Fairchild Republic A-10 Thunderbolt II. Sport scale model twin for 2x Cox Tee Dee .049 or .051 engines.
Quote: "Featuring a box fuselage and simple built-up wings, this model of the A-10 Warthog is extremely affordable, easy to construct and easy to fly. Power is provided by two Cox TD engines (housed in two-litre soda bottles) turning 5x3 propellors that have been cut down to 4in diameter. Unlike many twins, this model will fly stably with one engine out.
This being my first attempt at designing and scratch-building, I knew I really had an education ahead of me. First, I had to gather as much information about the Fairchild A-10 (Warthog) Thunderbolt II as I could. A trip over to New Orleans to some of the bigger hobby shops seemed in order.
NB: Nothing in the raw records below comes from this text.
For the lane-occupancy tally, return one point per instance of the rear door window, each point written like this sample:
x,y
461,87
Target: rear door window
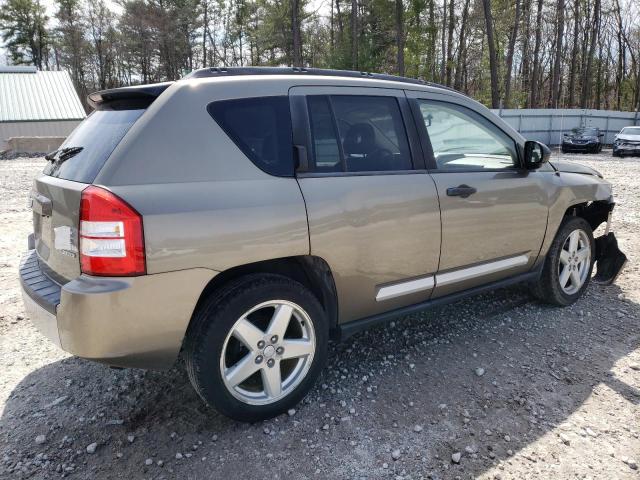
x,y
261,128
96,137
357,133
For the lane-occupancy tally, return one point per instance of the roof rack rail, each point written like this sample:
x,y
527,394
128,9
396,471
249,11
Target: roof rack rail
x,y
239,71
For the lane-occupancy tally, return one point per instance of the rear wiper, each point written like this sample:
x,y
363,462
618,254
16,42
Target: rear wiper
x,y
62,154
67,153
51,156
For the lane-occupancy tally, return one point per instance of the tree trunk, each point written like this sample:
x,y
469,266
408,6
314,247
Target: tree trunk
x,y
400,36
594,37
535,77
433,30
493,56
297,37
574,54
452,24
555,86
443,43
621,55
354,34
510,52
205,28
462,47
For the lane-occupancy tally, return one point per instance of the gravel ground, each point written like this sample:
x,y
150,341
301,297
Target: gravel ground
x,y
497,386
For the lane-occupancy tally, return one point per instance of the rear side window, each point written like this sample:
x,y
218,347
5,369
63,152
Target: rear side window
x,y
261,128
352,133
97,136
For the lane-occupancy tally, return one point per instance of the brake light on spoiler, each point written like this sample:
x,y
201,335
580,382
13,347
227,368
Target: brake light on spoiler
x,y
111,235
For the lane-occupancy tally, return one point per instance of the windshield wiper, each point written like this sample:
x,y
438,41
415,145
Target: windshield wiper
x,y
51,156
62,154
69,152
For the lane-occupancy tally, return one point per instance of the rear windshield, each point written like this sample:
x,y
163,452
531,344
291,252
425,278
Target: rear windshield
x,y
98,135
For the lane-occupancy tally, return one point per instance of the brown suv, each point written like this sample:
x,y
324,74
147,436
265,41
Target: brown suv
x,y
243,217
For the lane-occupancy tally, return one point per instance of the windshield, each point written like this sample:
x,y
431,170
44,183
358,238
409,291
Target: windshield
x,y
92,141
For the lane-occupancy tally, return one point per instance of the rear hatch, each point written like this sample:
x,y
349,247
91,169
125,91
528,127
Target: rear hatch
x,y
56,195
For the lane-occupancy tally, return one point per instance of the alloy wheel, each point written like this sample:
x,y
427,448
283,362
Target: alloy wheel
x,y
268,352
575,262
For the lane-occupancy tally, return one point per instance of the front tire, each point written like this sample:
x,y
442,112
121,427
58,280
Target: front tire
x,y
256,347
567,269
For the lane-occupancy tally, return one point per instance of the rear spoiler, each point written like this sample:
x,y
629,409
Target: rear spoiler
x,y
127,98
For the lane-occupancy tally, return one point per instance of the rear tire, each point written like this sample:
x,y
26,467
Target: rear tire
x,y
567,269
256,347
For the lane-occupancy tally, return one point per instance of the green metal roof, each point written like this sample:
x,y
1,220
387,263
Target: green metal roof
x,y
29,95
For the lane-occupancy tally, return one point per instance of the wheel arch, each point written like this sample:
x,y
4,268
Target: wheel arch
x,y
311,271
595,212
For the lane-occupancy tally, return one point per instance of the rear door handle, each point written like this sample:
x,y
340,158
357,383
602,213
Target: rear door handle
x,y
461,191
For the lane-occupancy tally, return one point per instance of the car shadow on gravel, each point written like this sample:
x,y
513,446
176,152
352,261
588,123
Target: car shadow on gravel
x,y
486,377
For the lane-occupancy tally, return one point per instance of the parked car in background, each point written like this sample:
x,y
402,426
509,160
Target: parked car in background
x,y
240,218
627,142
585,139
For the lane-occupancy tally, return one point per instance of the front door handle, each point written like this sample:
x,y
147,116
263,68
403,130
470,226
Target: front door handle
x,y
461,191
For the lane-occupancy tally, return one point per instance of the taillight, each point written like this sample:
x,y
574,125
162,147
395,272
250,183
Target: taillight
x,y
111,235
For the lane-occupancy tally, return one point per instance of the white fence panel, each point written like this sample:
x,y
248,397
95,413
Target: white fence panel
x,y
547,125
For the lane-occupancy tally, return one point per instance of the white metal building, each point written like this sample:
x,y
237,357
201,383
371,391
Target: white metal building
x,y
37,104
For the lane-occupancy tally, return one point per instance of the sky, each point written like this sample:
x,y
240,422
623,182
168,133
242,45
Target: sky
x,y
321,6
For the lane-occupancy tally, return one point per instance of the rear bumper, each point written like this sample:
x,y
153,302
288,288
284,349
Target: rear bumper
x,y
128,322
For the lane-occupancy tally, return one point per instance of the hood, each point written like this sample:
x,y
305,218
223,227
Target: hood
x,y
626,136
577,136
570,167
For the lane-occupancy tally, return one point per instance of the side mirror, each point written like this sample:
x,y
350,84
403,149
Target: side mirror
x,y
535,154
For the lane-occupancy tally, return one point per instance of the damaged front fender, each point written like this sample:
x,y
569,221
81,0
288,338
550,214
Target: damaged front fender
x,y
609,259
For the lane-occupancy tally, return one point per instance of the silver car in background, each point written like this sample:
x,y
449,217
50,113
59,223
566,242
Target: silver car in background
x,y
627,142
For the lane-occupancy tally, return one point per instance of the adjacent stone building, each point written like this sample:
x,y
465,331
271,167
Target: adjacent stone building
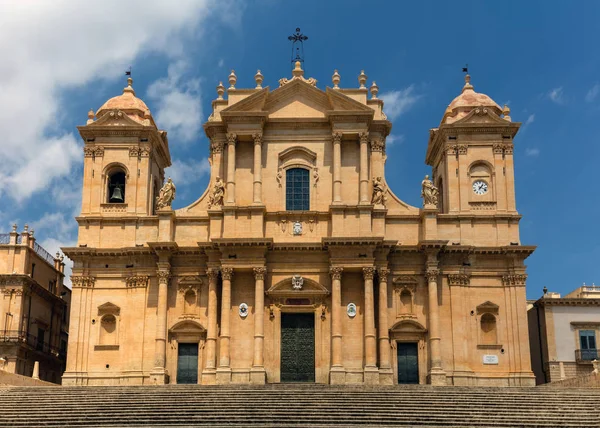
x,y
298,263
564,333
34,307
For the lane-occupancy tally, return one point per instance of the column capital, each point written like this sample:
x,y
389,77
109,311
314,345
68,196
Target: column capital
x,y
257,137
231,138
259,273
432,274
227,273
383,273
336,272
364,137
212,273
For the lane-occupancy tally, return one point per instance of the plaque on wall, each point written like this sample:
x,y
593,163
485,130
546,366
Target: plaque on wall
x,y
351,310
490,359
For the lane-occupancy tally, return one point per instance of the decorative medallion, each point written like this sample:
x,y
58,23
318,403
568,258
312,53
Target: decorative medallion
x,y
297,282
297,228
351,310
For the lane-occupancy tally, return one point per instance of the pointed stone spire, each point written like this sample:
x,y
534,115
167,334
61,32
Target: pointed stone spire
x,y
468,85
220,91
129,88
258,78
506,113
335,79
232,79
374,90
362,79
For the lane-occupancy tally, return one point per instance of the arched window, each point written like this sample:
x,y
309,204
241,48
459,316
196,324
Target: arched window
x,y
488,329
115,191
406,300
189,302
108,330
297,189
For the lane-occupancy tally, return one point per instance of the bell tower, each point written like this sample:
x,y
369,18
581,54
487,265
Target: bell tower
x,y
125,157
471,154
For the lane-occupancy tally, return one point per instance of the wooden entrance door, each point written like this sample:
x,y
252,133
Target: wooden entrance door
x,y
187,363
408,362
297,347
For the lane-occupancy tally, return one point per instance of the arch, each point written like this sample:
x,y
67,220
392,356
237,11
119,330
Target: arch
x,y
489,331
297,189
108,330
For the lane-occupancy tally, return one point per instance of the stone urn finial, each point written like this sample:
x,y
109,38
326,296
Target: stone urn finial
x,y
232,79
335,79
374,90
258,78
362,79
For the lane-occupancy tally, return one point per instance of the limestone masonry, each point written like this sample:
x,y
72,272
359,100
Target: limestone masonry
x,y
298,263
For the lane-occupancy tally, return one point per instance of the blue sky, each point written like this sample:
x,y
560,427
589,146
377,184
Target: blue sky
x,y
65,57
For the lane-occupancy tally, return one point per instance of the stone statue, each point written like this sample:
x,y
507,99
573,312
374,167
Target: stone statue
x,y
429,192
216,198
166,195
378,192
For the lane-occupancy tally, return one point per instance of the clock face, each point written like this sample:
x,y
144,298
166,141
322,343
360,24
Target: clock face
x,y
480,187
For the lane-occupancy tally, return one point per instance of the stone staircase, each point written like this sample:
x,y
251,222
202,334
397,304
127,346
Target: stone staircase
x,y
298,405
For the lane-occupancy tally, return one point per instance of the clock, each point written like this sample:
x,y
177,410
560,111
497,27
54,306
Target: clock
x,y
480,187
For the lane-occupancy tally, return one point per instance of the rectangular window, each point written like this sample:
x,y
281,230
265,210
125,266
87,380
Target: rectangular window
x,y
587,340
297,190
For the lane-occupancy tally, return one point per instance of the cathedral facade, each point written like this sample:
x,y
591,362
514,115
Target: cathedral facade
x,y
298,263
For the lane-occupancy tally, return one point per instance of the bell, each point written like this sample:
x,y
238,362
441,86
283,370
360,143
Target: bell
x,y
117,195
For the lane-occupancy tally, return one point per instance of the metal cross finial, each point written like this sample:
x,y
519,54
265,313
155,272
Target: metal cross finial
x,y
299,38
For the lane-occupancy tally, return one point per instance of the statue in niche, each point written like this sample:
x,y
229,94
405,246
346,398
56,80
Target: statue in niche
x,y
216,197
378,192
429,192
166,195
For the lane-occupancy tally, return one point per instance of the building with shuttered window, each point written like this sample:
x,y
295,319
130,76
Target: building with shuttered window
x,y
298,262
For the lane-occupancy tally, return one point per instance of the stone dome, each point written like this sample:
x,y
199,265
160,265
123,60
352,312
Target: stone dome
x,y
462,105
128,103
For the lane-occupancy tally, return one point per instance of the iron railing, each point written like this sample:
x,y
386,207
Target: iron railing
x,y
587,354
45,255
21,336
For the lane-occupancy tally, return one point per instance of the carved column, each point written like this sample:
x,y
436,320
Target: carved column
x,y
211,332
364,167
257,168
437,375
231,140
337,166
224,370
159,372
337,373
371,374
258,369
385,368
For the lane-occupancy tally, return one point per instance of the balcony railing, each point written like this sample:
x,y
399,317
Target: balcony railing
x,y
20,336
587,354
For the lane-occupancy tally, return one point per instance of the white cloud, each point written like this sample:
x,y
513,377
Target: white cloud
x,y
179,104
592,93
63,44
184,173
396,103
530,119
556,95
394,139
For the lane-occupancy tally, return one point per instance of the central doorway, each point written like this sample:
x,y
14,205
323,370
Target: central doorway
x,y
187,363
297,347
408,362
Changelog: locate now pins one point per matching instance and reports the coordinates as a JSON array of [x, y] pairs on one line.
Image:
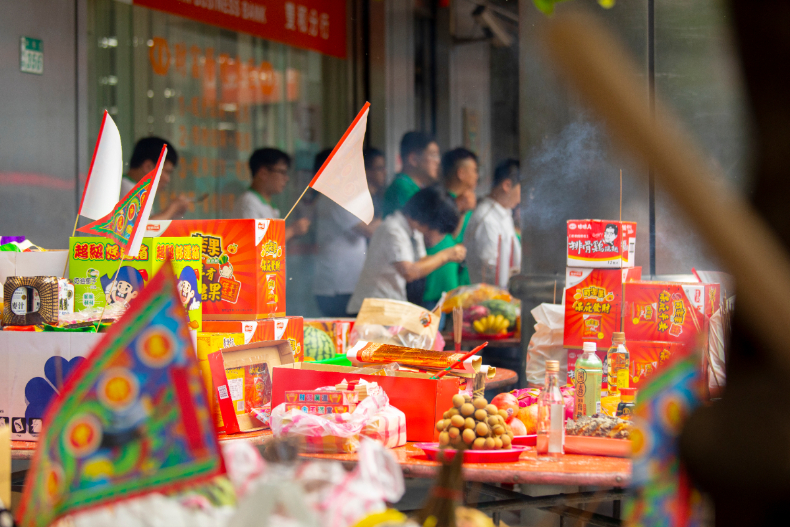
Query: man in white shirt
[[342, 241], [269, 169], [396, 255], [494, 249], [144, 157]]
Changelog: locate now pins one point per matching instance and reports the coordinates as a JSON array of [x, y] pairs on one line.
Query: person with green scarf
[[420, 157], [460, 176]]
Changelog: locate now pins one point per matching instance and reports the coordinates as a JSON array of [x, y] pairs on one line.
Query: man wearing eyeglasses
[[269, 168]]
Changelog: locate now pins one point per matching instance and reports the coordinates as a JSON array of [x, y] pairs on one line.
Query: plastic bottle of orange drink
[[588, 375]]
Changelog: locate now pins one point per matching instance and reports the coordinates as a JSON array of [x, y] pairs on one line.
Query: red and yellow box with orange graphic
[[243, 265], [593, 304], [646, 358], [668, 311], [285, 328]]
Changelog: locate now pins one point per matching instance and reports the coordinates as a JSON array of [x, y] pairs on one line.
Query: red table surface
[[570, 470]]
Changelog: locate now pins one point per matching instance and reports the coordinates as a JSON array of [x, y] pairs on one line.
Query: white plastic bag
[[546, 343]]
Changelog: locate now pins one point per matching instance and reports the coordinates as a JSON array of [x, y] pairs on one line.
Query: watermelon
[[501, 307], [317, 344]]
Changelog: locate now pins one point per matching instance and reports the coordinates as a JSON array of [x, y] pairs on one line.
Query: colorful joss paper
[[662, 492], [132, 419]]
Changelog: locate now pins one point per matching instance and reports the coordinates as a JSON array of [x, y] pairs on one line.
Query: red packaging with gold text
[[667, 312], [593, 304], [243, 265], [285, 328], [602, 244], [648, 357]]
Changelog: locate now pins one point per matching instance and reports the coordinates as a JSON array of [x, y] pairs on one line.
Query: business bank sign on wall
[[318, 25]]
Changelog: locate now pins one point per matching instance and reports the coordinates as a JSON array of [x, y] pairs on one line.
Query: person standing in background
[[494, 249], [460, 176], [144, 158], [376, 172], [342, 244], [269, 169], [420, 157], [396, 256]]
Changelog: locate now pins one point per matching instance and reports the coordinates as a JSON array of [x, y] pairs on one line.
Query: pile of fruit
[[475, 423]]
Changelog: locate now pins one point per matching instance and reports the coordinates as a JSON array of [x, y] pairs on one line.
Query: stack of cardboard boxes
[[605, 294]]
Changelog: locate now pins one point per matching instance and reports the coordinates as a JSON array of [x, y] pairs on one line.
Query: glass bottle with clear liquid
[[551, 414], [618, 363]]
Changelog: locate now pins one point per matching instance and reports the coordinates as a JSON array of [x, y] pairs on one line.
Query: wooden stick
[[73, 232], [112, 287], [297, 203], [459, 361], [605, 77]]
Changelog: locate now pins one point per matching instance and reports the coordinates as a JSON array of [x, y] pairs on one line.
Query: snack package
[[36, 300], [395, 322], [341, 433], [94, 264], [593, 304]]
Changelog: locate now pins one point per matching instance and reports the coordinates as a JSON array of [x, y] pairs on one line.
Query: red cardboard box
[[601, 244], [649, 357], [285, 328], [422, 399], [243, 265], [593, 304], [666, 312], [272, 353]]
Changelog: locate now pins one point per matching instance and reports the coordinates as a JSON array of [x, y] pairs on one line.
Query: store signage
[[31, 57], [318, 25]]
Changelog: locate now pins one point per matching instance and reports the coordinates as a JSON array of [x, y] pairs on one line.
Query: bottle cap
[[628, 394]]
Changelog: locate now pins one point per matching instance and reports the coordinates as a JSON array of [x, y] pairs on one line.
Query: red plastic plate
[[474, 456], [530, 440], [597, 446]]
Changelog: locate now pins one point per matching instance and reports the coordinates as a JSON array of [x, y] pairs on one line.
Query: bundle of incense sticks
[[372, 353]]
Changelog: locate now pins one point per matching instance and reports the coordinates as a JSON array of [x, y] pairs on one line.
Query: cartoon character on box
[[610, 234], [188, 290], [128, 284]]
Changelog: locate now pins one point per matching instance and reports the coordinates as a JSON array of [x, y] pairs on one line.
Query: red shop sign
[[318, 25]]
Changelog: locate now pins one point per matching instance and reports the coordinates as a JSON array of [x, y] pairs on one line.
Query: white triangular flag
[[103, 186], [342, 176]]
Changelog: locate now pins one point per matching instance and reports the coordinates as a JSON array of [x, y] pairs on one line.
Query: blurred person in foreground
[[342, 242], [376, 172], [420, 157], [269, 169], [460, 176], [491, 239], [396, 260], [144, 158]]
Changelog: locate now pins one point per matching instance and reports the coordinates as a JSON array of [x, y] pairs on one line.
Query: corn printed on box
[[601, 244], [243, 265], [667, 312], [94, 261], [285, 328], [649, 357], [593, 304]]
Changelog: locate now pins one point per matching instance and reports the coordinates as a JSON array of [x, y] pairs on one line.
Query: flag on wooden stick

After picking out the appropriate Squadron/ Signal publication, plastic models and some other information, I asked about the feasibility
of such a project. With a quick glance - Sounds ambitious - was all the man said! Talk about lack of enthusiasm! The mission was obvious: this plane had to be built! And even when the prototype was being built, the low snickers from the 'experts' showed their disbelief. Nevertheless, the plane was built and won fourth place in the Model Airplane News 2nd Annual Design Contest. So there! The moral of the story? No matter how many unenthusiastic, disbelieving 'experts' come your way, press on! Believe!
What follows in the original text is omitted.